I don't know whether that's entirely true. Except in Quebec, where provincial employment equity deals with "cultural communities" and therefore extends to all minority ethnic groups, I had always thought there was an expectation that you will designate yourself as a visible minority only if your ethnic group corresponds with one designated "non-white".
In any case, for Statscan -- which I would argue is more important, and which is responsible for the recent prominence of the term well beyond the employment equity context -- the term is certainly not vague. People can claim to be a member of whatever ethnic group they think that they are part of. Statscan
has decided which ethnic groups are "visible", and which are not, and creates its visible minority statistics accordingly.
In recent years Statscan has placed more and more emphasis on visible minority statistics, and less and less emphasis on ethnic diversity in general.
Because being visibly a minority may not entail a skin colour difference. Some people may feel they look visibly Russian or visibly different than the majority, the look of the majority being in the eyes of the individual as well. Perhaps they could be white but wearing a headscarf or a skull cap.
In reality, these are very good points. They go further -- "skin colour difference" is really quite subjective, and perception of ethnicity is rarely based on it alone. Relatively common occurrences, all to friends of mine: Greeks who are mistaken for Italians who are mistaken for Jews who are mistaken for Lebanese who are mistaken for ... well, etc. Bizarrely, Statscan wants one of these to be a "visible minority" and counted in diversity figures; the others, not.
But, yes, at least as importantly, perceived "skin colour" is not the only vector for ethnic discrimination.
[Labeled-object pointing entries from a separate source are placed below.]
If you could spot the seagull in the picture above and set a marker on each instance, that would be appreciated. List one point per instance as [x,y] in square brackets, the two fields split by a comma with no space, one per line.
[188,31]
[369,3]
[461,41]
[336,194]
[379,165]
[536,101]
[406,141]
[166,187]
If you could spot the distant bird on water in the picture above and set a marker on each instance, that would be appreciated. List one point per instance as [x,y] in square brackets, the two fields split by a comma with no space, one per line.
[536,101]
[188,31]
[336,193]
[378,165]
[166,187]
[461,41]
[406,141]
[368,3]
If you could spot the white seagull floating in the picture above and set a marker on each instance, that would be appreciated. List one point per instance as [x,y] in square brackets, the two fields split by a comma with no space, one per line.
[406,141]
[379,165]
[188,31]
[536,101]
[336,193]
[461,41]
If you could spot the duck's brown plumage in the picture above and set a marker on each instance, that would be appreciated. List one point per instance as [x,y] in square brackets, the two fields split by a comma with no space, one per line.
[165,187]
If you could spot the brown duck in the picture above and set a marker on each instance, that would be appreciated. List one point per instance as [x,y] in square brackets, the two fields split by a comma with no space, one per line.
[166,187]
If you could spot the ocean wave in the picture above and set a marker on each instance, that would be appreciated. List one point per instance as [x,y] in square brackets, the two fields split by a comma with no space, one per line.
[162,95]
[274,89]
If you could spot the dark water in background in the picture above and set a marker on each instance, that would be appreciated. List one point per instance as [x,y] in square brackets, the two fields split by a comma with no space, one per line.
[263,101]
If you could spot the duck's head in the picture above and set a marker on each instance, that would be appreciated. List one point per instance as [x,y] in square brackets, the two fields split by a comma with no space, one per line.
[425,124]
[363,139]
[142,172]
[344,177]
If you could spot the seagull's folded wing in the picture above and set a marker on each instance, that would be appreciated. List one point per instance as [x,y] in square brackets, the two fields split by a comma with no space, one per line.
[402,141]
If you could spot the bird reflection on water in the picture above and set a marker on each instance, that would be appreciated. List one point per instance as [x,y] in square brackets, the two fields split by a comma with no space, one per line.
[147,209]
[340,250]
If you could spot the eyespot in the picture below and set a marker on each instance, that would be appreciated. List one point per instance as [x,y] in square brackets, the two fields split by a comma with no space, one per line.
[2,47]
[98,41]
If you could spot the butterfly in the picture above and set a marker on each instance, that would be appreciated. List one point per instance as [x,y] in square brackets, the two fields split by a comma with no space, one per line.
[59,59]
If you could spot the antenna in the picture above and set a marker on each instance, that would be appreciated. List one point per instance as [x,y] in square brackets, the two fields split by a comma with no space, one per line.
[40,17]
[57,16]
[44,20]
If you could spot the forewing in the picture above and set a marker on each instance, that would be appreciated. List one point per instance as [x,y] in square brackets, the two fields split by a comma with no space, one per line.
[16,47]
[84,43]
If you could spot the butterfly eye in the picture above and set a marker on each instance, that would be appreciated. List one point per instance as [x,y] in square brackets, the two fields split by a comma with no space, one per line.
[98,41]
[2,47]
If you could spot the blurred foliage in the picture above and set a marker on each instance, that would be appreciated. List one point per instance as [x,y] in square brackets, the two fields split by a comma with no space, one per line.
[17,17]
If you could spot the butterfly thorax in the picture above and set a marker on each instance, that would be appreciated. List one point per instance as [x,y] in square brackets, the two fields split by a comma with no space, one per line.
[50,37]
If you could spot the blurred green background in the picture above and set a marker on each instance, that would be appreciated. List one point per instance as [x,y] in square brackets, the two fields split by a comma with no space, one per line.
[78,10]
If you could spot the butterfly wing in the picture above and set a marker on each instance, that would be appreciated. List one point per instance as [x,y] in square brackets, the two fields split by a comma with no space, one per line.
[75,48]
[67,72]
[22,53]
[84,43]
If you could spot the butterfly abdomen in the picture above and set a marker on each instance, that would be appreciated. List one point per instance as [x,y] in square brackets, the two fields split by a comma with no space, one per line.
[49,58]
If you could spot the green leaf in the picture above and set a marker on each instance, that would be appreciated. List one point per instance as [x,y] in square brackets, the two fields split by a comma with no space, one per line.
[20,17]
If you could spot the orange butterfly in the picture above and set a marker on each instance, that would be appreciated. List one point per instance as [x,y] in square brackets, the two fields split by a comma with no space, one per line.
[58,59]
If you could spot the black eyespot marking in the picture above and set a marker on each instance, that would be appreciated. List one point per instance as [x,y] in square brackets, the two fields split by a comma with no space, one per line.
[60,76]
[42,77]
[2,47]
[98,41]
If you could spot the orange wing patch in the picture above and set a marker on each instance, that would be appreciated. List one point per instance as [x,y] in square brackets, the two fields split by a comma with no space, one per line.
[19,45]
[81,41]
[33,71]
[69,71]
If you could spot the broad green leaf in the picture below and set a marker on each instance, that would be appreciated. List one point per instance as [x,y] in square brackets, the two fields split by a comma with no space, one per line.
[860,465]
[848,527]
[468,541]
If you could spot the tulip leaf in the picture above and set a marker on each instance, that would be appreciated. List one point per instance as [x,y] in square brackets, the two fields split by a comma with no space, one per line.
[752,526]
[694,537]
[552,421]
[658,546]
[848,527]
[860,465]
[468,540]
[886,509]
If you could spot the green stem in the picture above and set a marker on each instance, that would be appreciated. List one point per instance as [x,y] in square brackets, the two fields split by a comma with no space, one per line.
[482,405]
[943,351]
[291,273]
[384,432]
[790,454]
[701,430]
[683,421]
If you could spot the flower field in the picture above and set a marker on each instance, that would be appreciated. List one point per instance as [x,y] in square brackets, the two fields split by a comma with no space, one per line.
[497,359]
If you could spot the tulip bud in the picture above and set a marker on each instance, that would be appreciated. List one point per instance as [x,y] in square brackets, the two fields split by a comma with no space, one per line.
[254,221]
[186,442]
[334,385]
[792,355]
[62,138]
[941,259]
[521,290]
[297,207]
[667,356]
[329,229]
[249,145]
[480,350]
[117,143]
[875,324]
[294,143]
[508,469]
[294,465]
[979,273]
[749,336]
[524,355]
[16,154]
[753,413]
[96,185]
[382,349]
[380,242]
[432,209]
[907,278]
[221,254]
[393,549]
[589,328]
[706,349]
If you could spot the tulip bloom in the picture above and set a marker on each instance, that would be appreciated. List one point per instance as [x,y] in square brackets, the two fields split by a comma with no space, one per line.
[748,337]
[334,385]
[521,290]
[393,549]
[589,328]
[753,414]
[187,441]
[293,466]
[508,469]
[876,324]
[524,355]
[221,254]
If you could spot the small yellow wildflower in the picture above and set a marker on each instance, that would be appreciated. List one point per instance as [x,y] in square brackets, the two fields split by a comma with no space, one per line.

The idea that there just can't be any discrimination against Portuguese, Poles, Hasidic Jews, whomever, in Toronto -- or that noone would know, in any meaningful context like a job interview, that they were "minorities" -- just doesn't stand up.
For these reasons, and without having seen the U.N. report, I would be inclined to agree with some of the ideas, at least insofar as they regard how Statscan churns out the data and reports that drive quite a bit of policymaking.